Pour Daniel, rien n’est jamais venu troubler les vingt ans de vie commune avec sa femme, qu’il aime indéfectiblement. Quant à Titus, dépossédé de son amour, il hésite entre se taire par respect des convenances ou élever à Véronique un « testament amoureux » cinématographique, en poursuivant le projet entamé avec elle avant sa disparition.
Il y a aussi Mina, la fille de Véronique, vingt et un ans, née d’un premier amour. Trop de sous-entendus, d’indices qui ne trouvent pas leur place dans le puzzle familial… Qui était cette mère dont les tourments se lisaient en filigrane ? Demander des éclaircissements à son beau-père serait si douloureux pour Daniel… Alors Mina remonte la trace de Titus Séguier. Elle découvre la complexité d’une mère écartelée, celle des sentiments, et comprend qu’on ne connait jamais tout à fait cet autre qui nous semblait si proche.
Derrière le vernis des apparences, le portrait bouleversant d’une femme qui ne pouvait pas choisir. Nathalie Skowronek dit avec une grande subtilité les différentes facettes de l’amour et comment si les époques changent, les écartèlements du cœur demeurent.
Extrait
À la fin de l’article on ne savait pas à quoi s’en tenir. Il était beaucoup question d’amour. Véronique Verbruggen était pleurée mais on ne comprenait pas. Qui aimait qui, qui était aimé de qui. L’article évoquait une invitation à rendre hommage à la disparue. Que ceux qui ont connu et aimé Véronique Verbruggen soient les bienvenus. Or, à ses propos, tout laissait à penser que Titus Séguier ne quitterait pas sa maison de Finiels, un petit village du mont Lozère, pour honorer sa mémoire. Il s’était pourtant juré de ne jamais décevoir cette femme, avait-il glissé au journaliste avant d’interrompre leur conversation.

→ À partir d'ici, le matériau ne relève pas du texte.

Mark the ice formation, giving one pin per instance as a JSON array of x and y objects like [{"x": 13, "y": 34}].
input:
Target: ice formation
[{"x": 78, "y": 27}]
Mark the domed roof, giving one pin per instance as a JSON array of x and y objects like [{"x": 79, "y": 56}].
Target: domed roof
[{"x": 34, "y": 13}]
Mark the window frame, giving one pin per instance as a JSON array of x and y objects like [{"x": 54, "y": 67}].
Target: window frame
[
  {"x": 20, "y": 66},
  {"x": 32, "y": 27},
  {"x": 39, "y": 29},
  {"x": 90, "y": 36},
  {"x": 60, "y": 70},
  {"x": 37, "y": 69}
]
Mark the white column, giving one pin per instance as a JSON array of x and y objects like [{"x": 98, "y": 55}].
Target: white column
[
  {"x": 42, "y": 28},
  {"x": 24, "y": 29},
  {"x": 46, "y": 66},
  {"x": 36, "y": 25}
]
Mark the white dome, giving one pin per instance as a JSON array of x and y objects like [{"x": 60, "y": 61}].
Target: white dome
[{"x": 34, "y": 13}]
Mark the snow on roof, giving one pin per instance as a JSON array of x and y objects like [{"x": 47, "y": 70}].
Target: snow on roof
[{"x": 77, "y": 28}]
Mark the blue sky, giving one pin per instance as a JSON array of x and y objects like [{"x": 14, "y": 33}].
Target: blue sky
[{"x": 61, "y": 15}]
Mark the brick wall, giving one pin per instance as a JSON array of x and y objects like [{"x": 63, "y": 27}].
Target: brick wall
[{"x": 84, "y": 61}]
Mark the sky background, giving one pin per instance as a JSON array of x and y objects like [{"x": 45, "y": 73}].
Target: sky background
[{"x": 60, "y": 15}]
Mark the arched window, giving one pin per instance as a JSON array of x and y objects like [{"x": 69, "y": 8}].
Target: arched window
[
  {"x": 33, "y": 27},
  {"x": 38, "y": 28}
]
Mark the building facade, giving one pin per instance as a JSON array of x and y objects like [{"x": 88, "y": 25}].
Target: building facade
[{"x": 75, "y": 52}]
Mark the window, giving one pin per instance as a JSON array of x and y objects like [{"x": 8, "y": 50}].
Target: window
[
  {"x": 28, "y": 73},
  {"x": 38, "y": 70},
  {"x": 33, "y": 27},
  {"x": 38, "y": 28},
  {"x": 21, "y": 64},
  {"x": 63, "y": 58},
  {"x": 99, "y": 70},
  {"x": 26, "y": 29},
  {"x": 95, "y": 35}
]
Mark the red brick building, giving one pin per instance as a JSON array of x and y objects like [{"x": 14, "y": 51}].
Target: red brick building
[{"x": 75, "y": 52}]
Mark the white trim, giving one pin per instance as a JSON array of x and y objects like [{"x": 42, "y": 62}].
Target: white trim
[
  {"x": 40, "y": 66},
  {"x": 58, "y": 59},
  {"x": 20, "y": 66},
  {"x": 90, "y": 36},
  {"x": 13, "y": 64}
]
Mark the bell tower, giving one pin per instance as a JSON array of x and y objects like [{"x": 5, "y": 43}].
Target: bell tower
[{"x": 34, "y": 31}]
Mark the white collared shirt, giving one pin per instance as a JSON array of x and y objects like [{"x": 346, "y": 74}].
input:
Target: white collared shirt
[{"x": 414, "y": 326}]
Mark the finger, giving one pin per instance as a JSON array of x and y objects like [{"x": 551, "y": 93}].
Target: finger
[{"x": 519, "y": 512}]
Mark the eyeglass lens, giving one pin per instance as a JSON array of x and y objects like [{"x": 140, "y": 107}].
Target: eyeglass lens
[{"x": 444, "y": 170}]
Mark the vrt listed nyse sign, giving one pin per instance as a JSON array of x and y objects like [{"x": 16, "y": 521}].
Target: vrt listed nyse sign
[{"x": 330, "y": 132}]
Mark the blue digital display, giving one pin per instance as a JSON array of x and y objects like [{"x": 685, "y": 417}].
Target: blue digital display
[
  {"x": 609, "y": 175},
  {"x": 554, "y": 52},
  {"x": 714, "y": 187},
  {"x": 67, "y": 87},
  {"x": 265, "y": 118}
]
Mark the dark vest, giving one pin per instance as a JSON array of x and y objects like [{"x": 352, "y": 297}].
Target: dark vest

De cette femme, directrice d’une petite maison d’édition, on savait un peu plus. Sa complice de longue date, la céramiste italienne Francesca Orsini, parlait d’une personnalité secrète dont le professionnalisme, la capacité d’écoute et l’engagement avaient permis de faire des éditions du Pont une maison au catalogue exigeant, défendant des artistes injustement oubliés. Véronique Verbruggen s’était spécialisée dans les monographies de petits maîtres de la peinture, dont le drame était d’avoir croisé les grands noms de la discipline, éternellement condamnés à jouer les figurants dans les cours d’histoire de l’art. Si leurs toiles ressortent de temps en temps de l’oubli, c’est pour illustrer un événement ancien dans un magazine – on sollicitait souvent Véronique pour cette raison – mais sans qu’on les crédite d’une quelconque valeur artistique. Les proches de Véronique, un groupe restreint qui aimait gravir les cinq étages du vieil immeuble parisien de la rue Cassette, le siège de la maison, témoignaient de la ferveur de cette directrice de quarante-trois ans, longue liane qui peinait à dérouler son mètre quatre-vingt-deux, les épaules maladroitement repliées. Il fallait la voir batailler pour défendre les livres auxquels elle croyait. Par une indiscrétion, on apprenait aussi que les fragiles éditions avaient plusieurs fois failli sombrer et qu’elles s’étaient chaque fois miraculeusement relevées.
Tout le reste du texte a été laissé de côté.